The importance of drawing sensible limitations to the concept of selectivity was eloquently expressed by Advocate General Kokott in 2015 in Case C-66/14 Linz. AG Kokott had made it clear that if a fiscal “provision concerns neither one or more individually identifiable sectors capable of being defined by reference to their economic activity, nor individually identifiable undertakings, as the wording of Article 107(1) TFEU requires, then the provision in question cannot in principle be assumed to be selective.”
AG Kokott’s conclusion was derived not only from her interpretation of ECJ case law, but also from her concern that “too broad an understanding of the selectivity of national provisions […] harbours the risk of adversely affecting the division of competences between the Member States and the European Union.”’ It seems that arguments of this sort hold little sway over the Court of Justice.
Still, the Spanish Goodwill saga is not over yet.

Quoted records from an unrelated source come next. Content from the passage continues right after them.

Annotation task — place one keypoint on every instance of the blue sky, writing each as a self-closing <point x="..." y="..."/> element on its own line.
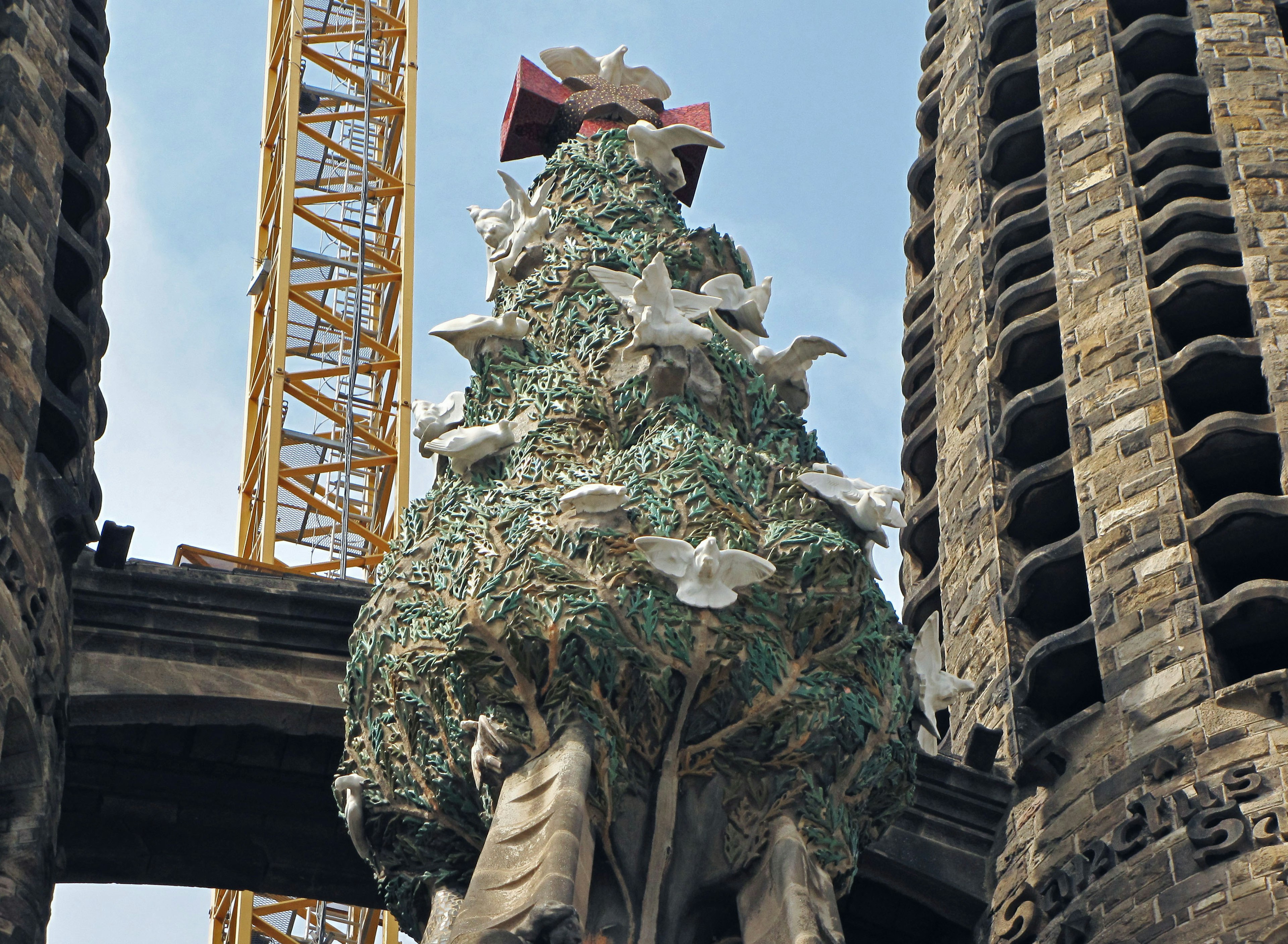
<point x="814" y="104"/>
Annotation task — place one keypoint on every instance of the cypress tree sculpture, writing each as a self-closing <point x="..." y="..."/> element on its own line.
<point x="531" y="705"/>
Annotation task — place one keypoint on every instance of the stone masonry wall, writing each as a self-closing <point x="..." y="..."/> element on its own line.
<point x="1169" y="823"/>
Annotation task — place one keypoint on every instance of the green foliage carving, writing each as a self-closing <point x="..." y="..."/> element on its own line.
<point x="491" y="602"/>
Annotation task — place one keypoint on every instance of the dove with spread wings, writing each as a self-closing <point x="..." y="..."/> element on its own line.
<point x="469" y="331"/>
<point x="664" y="316"/>
<point x="655" y="149"/>
<point x="784" y="369"/>
<point x="746" y="306"/>
<point x="471" y="445"/>
<point x="509" y="232"/>
<point x="705" y="576"/>
<point x="435" y="419"/>
<point x="567" y="62"/>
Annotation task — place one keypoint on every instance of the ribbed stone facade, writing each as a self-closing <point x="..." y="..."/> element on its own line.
<point x="53" y="253"/>
<point x="1107" y="320"/>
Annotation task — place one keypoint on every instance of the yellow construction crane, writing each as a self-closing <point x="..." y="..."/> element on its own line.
<point x="325" y="463"/>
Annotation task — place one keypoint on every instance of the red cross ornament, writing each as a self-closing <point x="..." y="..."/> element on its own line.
<point x="543" y="109"/>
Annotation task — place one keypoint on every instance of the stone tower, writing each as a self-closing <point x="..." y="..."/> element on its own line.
<point x="1096" y="406"/>
<point x="53" y="254"/>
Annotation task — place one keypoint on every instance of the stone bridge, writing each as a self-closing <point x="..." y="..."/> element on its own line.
<point x="207" y="726"/>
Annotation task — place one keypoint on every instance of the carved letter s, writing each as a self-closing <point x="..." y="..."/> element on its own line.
<point x="1218" y="832"/>
<point x="1019" y="920"/>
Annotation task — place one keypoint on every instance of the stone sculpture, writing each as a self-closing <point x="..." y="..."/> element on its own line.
<point x="594" y="499"/>
<point x="785" y="369"/>
<point x="490" y="745"/>
<point x="745" y="306"/>
<point x="564" y="740"/>
<point x="872" y="508"/>
<point x="469" y="333"/>
<point x="570" y="62"/>
<point x="655" y="149"/>
<point x="435" y="419"/>
<point x="511" y="232"/>
<point x="466" y="447"/>
<point x="705" y="576"/>
<point x="664" y="316"/>
<point x="348" y="787"/>
<point x="935" y="688"/>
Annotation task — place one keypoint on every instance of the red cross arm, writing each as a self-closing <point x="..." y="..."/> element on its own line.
<point x="535" y="102"/>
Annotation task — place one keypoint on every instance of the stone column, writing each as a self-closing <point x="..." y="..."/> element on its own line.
<point x="53" y="225"/>
<point x="970" y="563"/>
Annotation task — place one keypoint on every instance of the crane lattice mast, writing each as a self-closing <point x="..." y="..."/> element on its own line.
<point x="325" y="464"/>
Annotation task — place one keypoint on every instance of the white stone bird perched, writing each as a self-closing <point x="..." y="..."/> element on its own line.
<point x="494" y="226"/>
<point x="567" y="62"/>
<point x="871" y="508"/>
<point x="935" y="688"/>
<point x="748" y="306"/>
<point x="512" y="231"/>
<point x="785" y="369"/>
<point x="435" y="419"/>
<point x="705" y="576"/>
<point x="468" y="333"/>
<point x="655" y="149"/>
<point x="594" y="499"/>
<point x="489" y="747"/>
<point x="664" y="316"/>
<point x="350" y="790"/>
<point x="467" y="446"/>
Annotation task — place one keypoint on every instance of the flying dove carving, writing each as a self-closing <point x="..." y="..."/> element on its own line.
<point x="664" y="316"/>
<point x="468" y="333"/>
<point x="567" y="62"/>
<point x="748" y="306"/>
<point x="653" y="147"/>
<point x="594" y="499"/>
<point x="350" y="790"/>
<point x="935" y="688"/>
<point x="511" y="231"/>
<point x="871" y="508"/>
<point x="469" y="445"/>
<point x="435" y="419"/>
<point x="489" y="747"/>
<point x="785" y="369"/>
<point x="705" y="576"/>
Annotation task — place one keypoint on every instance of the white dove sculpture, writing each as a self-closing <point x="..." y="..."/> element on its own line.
<point x="469" y="445"/>
<point x="489" y="746"/>
<point x="871" y="508"/>
<point x="664" y="316"/>
<point x="468" y="333"/>
<point x="935" y="688"/>
<point x="594" y="499"/>
<point x="655" y="149"/>
<point x="509" y="232"/>
<point x="785" y="369"/>
<point x="567" y="62"/>
<point x="494" y="226"/>
<point x="748" y="306"/>
<point x="705" y="576"/>
<point x="435" y="419"/>
<point x="350" y="789"/>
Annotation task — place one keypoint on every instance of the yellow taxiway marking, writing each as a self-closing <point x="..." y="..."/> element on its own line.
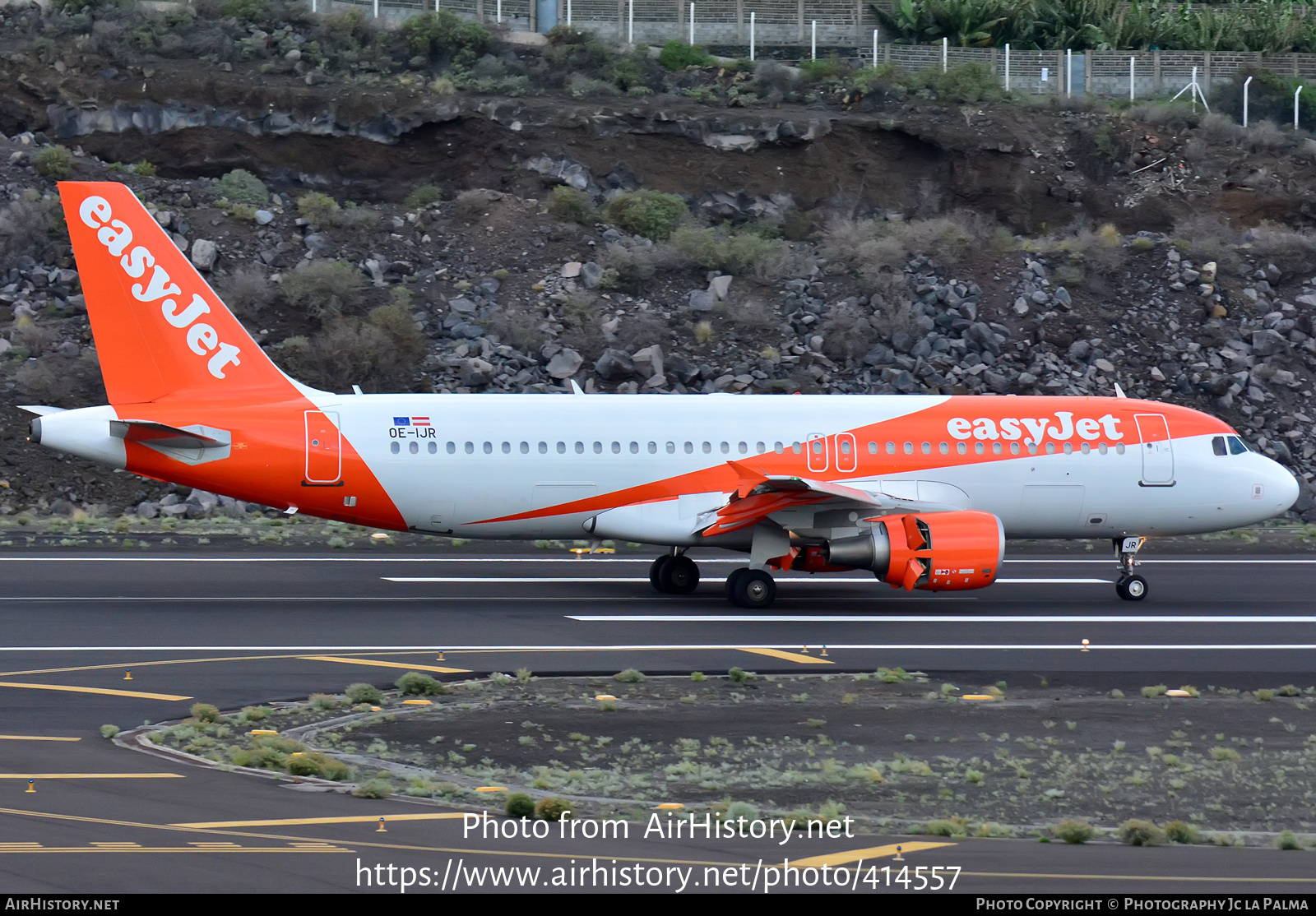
<point x="116" y="848"/>
<point x="789" y="655"/>
<point x="105" y="692"/>
<point x="1215" y="879"/>
<point x="299" y="821"/>
<point x="375" y="664"/>
<point x="855" y="854"/>
<point x="33" y="738"/>
<point x="91" y="775"/>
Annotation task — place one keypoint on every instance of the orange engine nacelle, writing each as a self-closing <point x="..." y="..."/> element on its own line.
<point x="934" y="552"/>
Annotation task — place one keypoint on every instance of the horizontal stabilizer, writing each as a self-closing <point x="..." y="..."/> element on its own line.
<point x="149" y="432"/>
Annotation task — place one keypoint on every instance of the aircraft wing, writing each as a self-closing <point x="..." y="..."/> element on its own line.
<point x="760" y="495"/>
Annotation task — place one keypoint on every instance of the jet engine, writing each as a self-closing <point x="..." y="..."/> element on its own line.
<point x="934" y="552"/>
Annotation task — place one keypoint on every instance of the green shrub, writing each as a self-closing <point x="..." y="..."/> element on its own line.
<point x="1287" y="840"/>
<point x="374" y="789"/>
<point x="1140" y="833"/>
<point x="243" y="187"/>
<point x="1074" y="832"/>
<point x="553" y="808"/>
<point x="678" y="56"/>
<point x="519" y="804"/>
<point x="322" y="289"/>
<point x="651" y="214"/>
<point x="570" y="204"/>
<point x="54" y="162"/>
<point x="1182" y="832"/>
<point x="964" y="83"/>
<point x="424" y="197"/>
<point x="364" y="694"/>
<point x="243" y="11"/>
<point x="414" y="683"/>
<point x="444" y="36"/>
<point x="320" y="210"/>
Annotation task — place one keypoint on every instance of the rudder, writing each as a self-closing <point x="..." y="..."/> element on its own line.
<point x="160" y="328"/>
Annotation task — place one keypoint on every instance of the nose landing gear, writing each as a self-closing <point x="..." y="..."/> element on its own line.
<point x="1129" y="586"/>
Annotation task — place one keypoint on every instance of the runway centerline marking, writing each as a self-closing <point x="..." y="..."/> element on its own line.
<point x="33" y="738"/>
<point x="92" y="775"/>
<point x="374" y="664"/>
<point x="782" y="581"/>
<point x="104" y="692"/>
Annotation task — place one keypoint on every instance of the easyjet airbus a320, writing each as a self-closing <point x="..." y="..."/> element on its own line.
<point x="919" y="490"/>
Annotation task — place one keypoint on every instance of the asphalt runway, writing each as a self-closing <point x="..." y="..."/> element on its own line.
<point x="135" y="639"/>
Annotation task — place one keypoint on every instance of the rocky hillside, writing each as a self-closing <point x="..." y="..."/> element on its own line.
<point x="474" y="243"/>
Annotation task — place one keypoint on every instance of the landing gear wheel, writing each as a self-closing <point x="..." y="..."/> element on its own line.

The ECJ decided to refer the case back to the GC, for the latter to examine the remaining three pleas of the alleged aid beneficiaries. Even though the (doctrinal) selectivity question has now been settled, the applicants can therefore still prevail.
Apple/Fiat/Starbucks tax ruling cases
A final question that seems to have emerged is whether the ECJ’s judgment in the Spanish Goodwill cases is bad news for Apple, Fiat, Starbucks etc.
In my view, there is no direct link between these two sets of cases, and the ECJ’s ruling in no way prejudges the outcome of the actions for annulment in the tax ruling cases. Not only are the facts very different, with the former concerning a tax scheme and the latter allegedly individual aid, but the Spanish Goodwill ruling did not examine, since it was not relevant, the most contentious legal argument advanced by the Commission in the Apple/Fiat/Starbucks cases, namely that EU State aid rules require the compliance of Member States’ tax rulings with an independent, EU Law, arm’s length principle.
Moreover, as regards selectivity, in the tax ruling cases the Commission is largely relying on the “MOL presumption,” namely, on the ECJ’s assertion in Case C-15/14P MOL that in cases of individual aid “the identification of the economic advantage is, in principle, sufficient to support the presumption that it is selective.” Since the Spanish Goodwill measure was an aid scheme and not an individual aid measure, the ECJ did not get a chance to clarify the limits of the MOL presumption.
The ECJ’s Spanish Goodwill judgment will no doubt be studied for a long time to come and eventually enter the “pantheon” of State aid judgments together with PreussenElektra, Altmark, Azores, Gibraltar et alia. As with all landmark rulings, its legacy is already proving controversial.